SAN'A, Yemen -- When the Yemeni authorities released a convicted al-Qaida terrorist named Jamal al-Badawi from prison in October, U.S. officials were furious. Badawi helped plan the attack on the USS Cole in 2000, in which 17 American sailors were killed.
But the Yemenis saw things differently. Badawi had agreed to help track down five other members of al-Qaida who had escaped from prison and was more useful to the government on the street than off, said a high-level Yemeni government official, who spoke on condition of anonymity. He had also pledged his loyalty to Yemen's president before being released, the official said.
The fracas over Badawi - whom the Yemenis quickly returned to prison after being threatened with a loss of aid - underscored a much broader disagreement over how to fight terrorism in Yemen, a particularly valuable recruiting ground and refuge for Islamist militants in the past two decades.
Yemeni officials say they have had considerable success co-opting jihadists such as Badawi, often by releasing them from prison and helping them with money, schooling or jobs. They are required to sign a pledge not to carry out any attacks on Yemeni soil, often backed by guarantees from their tribe or family. Many have taken part in an Islamic re-education effort led by religious scholars, now being copied on a wider scale in Saudi Arabia.
A number of these former jihadists have become government informers, helping to capture a new generation of younger, more dangerous al-Qaida militants - some of them veterans of the war in Iraq. Others have become mediators, helping persuade escaped prisoners to surrender themselves.
But U.S. counterterrorism officials and even some Yemenis say Yemen's government, more than others in the region, is in effect striking a deal that helps stop attacks here while leaving jihadists largely free to plan them elsewhere.
"Yemen is like a bus station - we stop some terrorists, and we send others on to fight elsewhere," said Murad Abdul Wahed Zafir, a political analyst at the National Democratic Institute in San'a. "We appease our partners in the West, but we are not really helping."
The Yemeni government argues that its approach is in keeping with Yemen's deeply conservative society, where Osama bin Laden and Saddam Hussein remain popular figures. Although a new U.S.-trained commando unit has regularly captured and killed hard-core terrorists, officials say they must also show restraint with prisoners: taking a harder line or acceding to U.S. demands to extradite people such as Badawi could provoke a violent backlash.
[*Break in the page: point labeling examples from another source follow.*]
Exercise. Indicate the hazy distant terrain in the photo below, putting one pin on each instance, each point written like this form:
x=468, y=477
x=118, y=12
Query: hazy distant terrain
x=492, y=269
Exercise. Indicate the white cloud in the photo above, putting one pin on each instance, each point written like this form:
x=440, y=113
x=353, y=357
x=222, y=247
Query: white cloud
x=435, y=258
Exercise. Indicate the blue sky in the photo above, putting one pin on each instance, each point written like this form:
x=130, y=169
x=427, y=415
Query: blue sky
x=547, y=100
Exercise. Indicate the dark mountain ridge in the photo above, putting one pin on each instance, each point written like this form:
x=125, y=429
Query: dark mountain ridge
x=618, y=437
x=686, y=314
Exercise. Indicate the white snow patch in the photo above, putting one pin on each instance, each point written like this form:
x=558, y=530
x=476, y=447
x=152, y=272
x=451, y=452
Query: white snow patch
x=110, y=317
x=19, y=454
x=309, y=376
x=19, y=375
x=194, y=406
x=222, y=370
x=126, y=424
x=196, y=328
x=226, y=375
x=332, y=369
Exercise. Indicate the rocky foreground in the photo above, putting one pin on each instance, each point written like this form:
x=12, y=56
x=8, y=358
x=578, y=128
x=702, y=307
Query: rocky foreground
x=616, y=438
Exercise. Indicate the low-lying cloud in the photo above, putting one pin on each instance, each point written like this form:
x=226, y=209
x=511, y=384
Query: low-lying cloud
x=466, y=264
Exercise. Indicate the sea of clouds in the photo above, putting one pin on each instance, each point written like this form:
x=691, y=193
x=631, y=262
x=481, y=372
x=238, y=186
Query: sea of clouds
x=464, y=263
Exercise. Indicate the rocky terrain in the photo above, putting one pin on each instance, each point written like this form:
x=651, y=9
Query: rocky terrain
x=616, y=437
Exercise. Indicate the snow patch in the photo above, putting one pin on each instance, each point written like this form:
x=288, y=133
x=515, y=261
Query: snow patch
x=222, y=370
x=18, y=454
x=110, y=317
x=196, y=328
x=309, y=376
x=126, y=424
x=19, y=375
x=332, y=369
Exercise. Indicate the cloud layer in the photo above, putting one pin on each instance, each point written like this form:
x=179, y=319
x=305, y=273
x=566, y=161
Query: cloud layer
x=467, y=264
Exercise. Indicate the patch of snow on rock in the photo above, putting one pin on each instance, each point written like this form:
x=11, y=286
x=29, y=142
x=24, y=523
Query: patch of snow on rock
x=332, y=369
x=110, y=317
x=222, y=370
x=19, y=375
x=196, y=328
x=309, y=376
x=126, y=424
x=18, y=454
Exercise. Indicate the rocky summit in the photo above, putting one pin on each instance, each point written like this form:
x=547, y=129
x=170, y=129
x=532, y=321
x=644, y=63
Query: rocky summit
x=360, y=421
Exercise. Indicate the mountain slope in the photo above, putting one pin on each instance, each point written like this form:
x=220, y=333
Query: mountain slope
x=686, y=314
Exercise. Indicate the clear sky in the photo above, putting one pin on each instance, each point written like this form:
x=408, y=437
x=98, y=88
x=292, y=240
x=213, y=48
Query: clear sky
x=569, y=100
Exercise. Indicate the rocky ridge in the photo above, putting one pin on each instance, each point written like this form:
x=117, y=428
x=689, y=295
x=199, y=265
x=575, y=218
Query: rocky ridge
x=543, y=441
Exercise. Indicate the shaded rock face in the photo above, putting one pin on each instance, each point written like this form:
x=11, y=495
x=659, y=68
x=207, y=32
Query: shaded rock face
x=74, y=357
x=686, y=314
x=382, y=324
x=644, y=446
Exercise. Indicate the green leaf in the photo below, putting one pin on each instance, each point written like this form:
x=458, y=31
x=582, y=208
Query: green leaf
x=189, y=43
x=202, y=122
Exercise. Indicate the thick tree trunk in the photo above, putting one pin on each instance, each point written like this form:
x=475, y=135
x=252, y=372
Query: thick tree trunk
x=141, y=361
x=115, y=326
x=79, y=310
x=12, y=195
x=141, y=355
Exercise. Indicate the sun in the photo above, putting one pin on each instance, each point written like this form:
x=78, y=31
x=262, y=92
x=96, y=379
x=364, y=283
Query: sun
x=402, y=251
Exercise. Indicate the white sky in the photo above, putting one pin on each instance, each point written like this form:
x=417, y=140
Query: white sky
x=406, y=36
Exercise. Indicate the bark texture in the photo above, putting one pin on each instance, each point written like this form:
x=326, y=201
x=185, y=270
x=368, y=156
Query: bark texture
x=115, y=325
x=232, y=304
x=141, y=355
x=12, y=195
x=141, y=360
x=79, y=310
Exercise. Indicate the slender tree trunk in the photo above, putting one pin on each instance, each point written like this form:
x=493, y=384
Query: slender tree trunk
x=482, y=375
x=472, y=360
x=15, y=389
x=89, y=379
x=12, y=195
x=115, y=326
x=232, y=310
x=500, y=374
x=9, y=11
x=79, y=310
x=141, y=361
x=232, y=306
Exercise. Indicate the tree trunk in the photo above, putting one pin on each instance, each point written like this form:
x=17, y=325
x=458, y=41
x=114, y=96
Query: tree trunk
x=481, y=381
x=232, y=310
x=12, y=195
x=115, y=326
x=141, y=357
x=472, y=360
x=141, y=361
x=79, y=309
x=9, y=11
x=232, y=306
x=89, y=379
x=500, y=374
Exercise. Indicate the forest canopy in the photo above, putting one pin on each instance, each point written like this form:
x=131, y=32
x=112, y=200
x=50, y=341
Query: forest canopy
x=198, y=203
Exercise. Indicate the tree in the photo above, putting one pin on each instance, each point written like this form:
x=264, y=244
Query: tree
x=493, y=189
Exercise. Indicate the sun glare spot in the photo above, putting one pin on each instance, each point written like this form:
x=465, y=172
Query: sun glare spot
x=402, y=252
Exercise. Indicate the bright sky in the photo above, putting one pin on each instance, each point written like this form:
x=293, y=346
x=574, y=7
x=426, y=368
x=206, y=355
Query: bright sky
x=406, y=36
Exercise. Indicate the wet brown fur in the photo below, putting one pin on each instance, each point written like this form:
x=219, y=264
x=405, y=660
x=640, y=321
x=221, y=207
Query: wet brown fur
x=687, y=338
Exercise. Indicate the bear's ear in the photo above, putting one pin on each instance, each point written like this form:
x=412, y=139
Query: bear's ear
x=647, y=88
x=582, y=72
"The strategy is fighting terrorism, but we need space to use our own tactics, and our friends must understand us," said Rashad Muhammad al-Alimi, Yemen's interior minister.
After the attacks of Sept. 11, 2001, President Ali Abdullah Saleh flew to Washington and pledged full cooperation with U.S. anti-terrorism efforts. At home in Yemen, thousands of former "Afghan Arabs" were rounded up and imprisoned.
But Saleh was still sensitive to Islamic extremists, who remained a crucial domestic constituency. When the Pentagon leaked word of Yemeni collaboration in a U.S. missile strike in 2002 that killed the suspected leader of al-Qaida in Yemen, Saleh was furious.
That same year, Saleh hit on an idea that he hoped would satisfy both his U.S. and Islamist partners: al hiwar al fikri, or intellectual dialogue. This was an effort to inculcate the idea that Islam, properly understood, does not condone terrorism.
"It came from the idea that terror depends on ideology, and that thought should be confronted with thought," said Hamoud al Hetar, the cleric and judge who led the program.
Some critics have dismissed the dialogue program, which lapsed in 2005 after terror attacks dropped off, as a sham in which inmates feigned conversion to get out of prison. But Nasser al-Bahri, a former driver for Osama bin Laden, said it was more like a raw bargain: exempt Yemen from your jihad and you will be left alone.
"It changed their behavior, not their thoughts," said al-Bahri, 33, - who once went by the nom de guerre Abu Jandal. "Judge Hetar cannot cancel jihad, it is in the roots of our religion."
Al-Bahri said he has tried to reason with members of the younger generation of militants, but they refuse all dialogue. He now carries a weapon at all times, fearing for his safety, he said.
Asked what he did to advance the cause of al-Qaida outside of Yemen, al-Bahri smiled and said answering the question could be dangerous - but that not answering it could also expose him to risks, from a different group of people. After a pause, he said he merely prayed for al-Qaida's success.